2 December 2024
Haroon Gunn-Salie Art

By Nabeelah Shaikh

Award-winning South African artist and activist Haroon Gunn-Salie is honouring and memorialising those killed in the Marikana massacre through a powerful mixed media art installation called Senzenina.

August marked the 10-year anniversary of the massacre which saw 34 mine workers being killed at the Lonmin platinum mine in Marikana, Rustenburg, in the North West province. They were killed when police opened fire on them.

At the Constitution Hill precinct in Braamfontein, Johannesburg, Gunn-Salie’s installation includes seventeen life-sized figures cast in resin to resemble the miners struck down at Marikana. The installation forms part of a 10-year commemoration event organised at Constitution Hill in partnership with the Socio-Economic Rights Institute of South Africa, an organisation that represents the families.

The massacre happened after unionized miners demanded a wage increase at the Lonmin platinum mine. They had been protesting for a week prior to the incident with several casualties occurring even before the massacre occurred. In total, police shot and killed 34 miners, left 78 seriously injured, which resulted in 250 mine workers being arrested.

Gunn-Salie believes that art has real potential to effect changes in society and it was important to capture and memorialize those who lost their lives in the tragedy through Senzenina. He chose to name it Senzenina, which translates to “What have we done?”

Senzenina is a powerful anti-apartheid protest song which was often sang at funerals and memorials. And in the case of the Marikana Massacre, Gunn-Salie said the miners had sung the song right before disassembling. The life-sized figures created by Gunn-Salie are headless and handless, and can be found installed at Number Four Prison.

Gunn-Salie says the reason he opted to portray the figures in this manner, was because the figures are rendered as identity-less.

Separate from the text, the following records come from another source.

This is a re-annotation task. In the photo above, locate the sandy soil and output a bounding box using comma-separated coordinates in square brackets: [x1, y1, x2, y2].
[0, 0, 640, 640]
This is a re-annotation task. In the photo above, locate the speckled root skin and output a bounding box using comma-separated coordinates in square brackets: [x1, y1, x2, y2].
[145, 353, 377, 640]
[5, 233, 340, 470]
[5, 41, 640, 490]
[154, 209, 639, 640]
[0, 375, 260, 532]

“It’s an indignity, which is what this massacre represents. So putting the sculptures as headless and handless represents ghosts. When you’re talking about such deep inhumanity, how do you go about putting faces to something that is so violent?” Gunn-Salie remarked.

In the installation, he raises questions of multinational and police complicity in the killing of the striking mineworkers.

“For the work, I used police footage of the protesters at the precise moment before police opened fire on them, also used at the inquest to prove the protest’s peaceable assembly, to cast and memorialise the thirty-four individuals slain in a sculptural graveyard,” said Gunn-Salie.

Premiered

Senzenina has been showcased globally. The installation first premiered at the New Museum Triennial, Songs for Sabotage, in New York in 2018. It was later shown at the Frieze sculpture public exhibition in London’s Regents Park in the summer of 2019.

Gunn-Salie’s installation brings that tragic moment to life, and is accompanied by a surround-soundscape schematically recreating the scene from archival audio.

The surround-soundscape include calls for the mineworkers to disassemble peacefully; the fortification of the surrounding area and entrapment of the workers by police; an anti-apartheid freedom song lamented by the mineworkers moments before live ammunition was discharged; and blasts from the mine recalled by low-frequency sonic vibrations of the surrounding landscape emanating from an outcrop of granite boulders on the site.

“It’s a great honour for Senzenina to be installed at Constitution Hill for this commemoration that’s helping bring renewed awareness to the continued injustice of the Marikana massacre. It’s the first time the work is being exhibited publicly in Jo’burg, where it was originally made,” says Gunn-Salie. He also recently got the opportunity to present the installation to the widows and family members of the Marikana Massacre victims.

“This was a truly humbling experience for me, to be able to do this. It was amazing, it was emotional. I’m glad that the families actually got the opportunity to have that experience,” said Gunn-Salie.

Constitution Hill CEO, Dawn Robertson, said Senzenina is a sobering and forceful reminder of what happened at Marikana ten years ago and evokes questions about the massacre as part of South Africa’s wider history of struggle in the face of multiple injustices.

“Marikana was the worst massacre of its kind under our democratic order 10-years on; the families of the men, who died on that fateful day, are still searching for the truth of what exactly happened to them. This exhibition ensures we do not forget and hold those responsible to account so that the families know the truth and are able to heal and find closure,” said Robertson.

The installation will run until 31 October.